L'Arte secondo FO5

Neural G-Spot

Qualche tempo fa mi sono letto un articoletto come ne girano tanti per il web da qualche anno a questa parte. L’articolo è questo qua: http://www.wired.com/magazine/2010/01/pl_brown_gspot/

Per chi non ha voglia di leggere (non ne avrei voglia nemmeno io…) un brevissimo riassunto. L’articolista paventa l’avvento di una macchina che, collegata direttamente all’encefalo dello spettatore (ammesso di trovarne uno), registra i picchi di attività elettrica. In tal modo si possono individuare i momenti in cui attenzione e partecipazione emotiva rispetto a ciò che si sta guardando raggiungono i propri massimi. Le applicazioni suggerite sono ovvie: in tal modo una casa di produzione potrebbe sapere esattamente quali elementi di una pellicola sono i migliori in quanto ad appagamento della “mens populi” (nemmeno si aspetta più la vox).

Senza correre il rischio di prendersi troppo sul serio (il taglio di questo post mi sembra ovvio, per di più il taglio stesso dell’intero blog mi sembra ancor più ovvio…) un paio di considerazioni comunque me le sono fatte.

La prima riflessione che mi viene in mente è che, viaggiando con molta fantasia e stando staccati dalla realtà, con questo sistema la massa di spettatori sarà posta in una situazione profeticamente e profondamente anticipata da Tarkovskij. Da come viene immaginato infatti questo sembra nè più nè meno del cuore della Zona. Anche usando questo articolo come un semplice spunto, è possibile ipotizzare che con una tecnologia del genere lo spettatore medio si sentirà come il Porcospino? Schiacciato da quanto miseri si scoprono essere i suoi desideri più reconditi? Oppure il “more of the same” che brama gli farà spegnere definitivamente la lampadina?

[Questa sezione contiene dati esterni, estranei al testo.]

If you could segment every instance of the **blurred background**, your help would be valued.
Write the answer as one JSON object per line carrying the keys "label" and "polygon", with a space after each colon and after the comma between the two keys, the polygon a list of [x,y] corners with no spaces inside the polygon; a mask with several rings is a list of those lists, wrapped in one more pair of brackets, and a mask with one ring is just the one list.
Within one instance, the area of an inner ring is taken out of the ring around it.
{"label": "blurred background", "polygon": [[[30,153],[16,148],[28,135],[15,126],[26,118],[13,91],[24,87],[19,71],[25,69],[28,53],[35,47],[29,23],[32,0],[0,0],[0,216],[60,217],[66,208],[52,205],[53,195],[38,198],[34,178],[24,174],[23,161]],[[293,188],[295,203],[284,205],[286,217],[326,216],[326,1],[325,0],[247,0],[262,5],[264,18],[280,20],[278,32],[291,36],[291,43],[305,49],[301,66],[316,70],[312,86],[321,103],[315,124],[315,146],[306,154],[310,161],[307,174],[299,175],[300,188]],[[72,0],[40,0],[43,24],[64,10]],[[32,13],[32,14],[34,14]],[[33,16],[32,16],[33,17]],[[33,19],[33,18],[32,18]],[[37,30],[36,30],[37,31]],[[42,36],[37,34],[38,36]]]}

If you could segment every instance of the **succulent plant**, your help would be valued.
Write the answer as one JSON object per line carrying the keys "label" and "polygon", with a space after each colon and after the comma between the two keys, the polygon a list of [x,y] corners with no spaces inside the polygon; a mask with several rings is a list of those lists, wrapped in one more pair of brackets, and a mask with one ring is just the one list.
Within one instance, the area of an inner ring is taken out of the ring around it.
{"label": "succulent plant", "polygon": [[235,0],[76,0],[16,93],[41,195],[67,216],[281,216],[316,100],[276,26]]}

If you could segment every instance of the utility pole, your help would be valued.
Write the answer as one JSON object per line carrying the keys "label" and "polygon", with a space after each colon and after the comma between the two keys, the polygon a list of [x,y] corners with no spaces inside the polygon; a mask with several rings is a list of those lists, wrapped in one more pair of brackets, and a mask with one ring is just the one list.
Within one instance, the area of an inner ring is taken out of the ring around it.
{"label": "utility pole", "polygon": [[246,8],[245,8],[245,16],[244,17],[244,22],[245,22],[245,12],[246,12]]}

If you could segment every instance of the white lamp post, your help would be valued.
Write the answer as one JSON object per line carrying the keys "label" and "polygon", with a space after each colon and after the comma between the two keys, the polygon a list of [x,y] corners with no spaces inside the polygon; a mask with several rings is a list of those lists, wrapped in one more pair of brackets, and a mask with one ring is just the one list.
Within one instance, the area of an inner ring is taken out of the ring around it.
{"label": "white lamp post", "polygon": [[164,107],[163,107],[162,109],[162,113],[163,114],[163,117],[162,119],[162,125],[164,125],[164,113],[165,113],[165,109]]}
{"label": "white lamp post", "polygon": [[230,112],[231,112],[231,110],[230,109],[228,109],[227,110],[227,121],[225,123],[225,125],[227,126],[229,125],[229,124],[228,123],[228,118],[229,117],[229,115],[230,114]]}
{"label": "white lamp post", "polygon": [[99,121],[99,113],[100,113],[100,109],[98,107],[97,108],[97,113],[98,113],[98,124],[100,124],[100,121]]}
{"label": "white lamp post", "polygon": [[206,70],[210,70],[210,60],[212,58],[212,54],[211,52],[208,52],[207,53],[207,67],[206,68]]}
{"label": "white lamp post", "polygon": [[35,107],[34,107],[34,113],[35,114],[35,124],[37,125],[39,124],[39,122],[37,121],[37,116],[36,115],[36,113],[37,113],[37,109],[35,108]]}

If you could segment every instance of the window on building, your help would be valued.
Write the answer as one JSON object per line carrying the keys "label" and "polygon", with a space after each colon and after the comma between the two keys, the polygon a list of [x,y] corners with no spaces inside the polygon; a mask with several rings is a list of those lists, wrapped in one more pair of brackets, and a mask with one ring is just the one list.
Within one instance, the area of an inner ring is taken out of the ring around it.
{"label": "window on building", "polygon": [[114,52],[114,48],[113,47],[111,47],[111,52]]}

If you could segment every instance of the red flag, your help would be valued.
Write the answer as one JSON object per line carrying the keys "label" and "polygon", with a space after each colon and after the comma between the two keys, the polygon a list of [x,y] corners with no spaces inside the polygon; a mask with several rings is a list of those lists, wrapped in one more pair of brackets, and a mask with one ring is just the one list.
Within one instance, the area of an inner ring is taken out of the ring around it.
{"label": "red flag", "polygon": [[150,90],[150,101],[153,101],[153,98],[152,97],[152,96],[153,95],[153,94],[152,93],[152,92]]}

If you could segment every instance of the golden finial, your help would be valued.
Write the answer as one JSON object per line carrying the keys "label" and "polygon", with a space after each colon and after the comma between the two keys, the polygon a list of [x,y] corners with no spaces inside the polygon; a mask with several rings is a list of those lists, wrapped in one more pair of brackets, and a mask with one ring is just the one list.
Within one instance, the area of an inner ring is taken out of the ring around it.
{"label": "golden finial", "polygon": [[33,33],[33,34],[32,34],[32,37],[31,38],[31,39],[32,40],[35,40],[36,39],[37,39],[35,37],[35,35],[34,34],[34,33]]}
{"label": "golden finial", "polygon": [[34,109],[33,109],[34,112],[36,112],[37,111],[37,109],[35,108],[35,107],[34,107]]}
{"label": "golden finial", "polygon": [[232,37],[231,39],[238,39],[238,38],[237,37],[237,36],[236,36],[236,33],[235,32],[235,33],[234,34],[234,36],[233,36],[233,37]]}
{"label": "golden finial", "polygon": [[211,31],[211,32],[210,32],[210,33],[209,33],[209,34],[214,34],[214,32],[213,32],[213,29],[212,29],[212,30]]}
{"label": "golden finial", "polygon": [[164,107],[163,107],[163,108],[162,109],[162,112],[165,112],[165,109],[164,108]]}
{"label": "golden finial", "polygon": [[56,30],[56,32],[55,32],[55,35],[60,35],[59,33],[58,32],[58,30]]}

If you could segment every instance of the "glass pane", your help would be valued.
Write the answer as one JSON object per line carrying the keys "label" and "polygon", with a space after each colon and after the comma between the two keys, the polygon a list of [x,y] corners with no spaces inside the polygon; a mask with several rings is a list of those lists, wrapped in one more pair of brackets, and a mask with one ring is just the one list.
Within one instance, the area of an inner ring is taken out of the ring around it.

La seconda riflessione invece sta più legata con i piedi per terra. Hollywood è alla disperata ricerca di una cosa del genere, che sia davvero prossima ad arrivare o meno. Il 3D (Avatar?) e lo stile da trailer videoclip (Tony Scott?), come suggerito anche dall’articolista, viaggiano in questa direzione. L’intimo sogno del produttore è avere una scatola che rende la famigerata automavision di Von Trier una profetica realtà.

Il post scanzonato e incompleto termina bruscamente qua, come una tarantiniana missing reel piazzata proprio in fondo. Più che dare risposte, ci interessa creare domande*.

Saluti,

Michele

* Veramente troppo facile capire da questa frase quanto poco tempo e quanta poca voglia avessi di aggiornare il blog?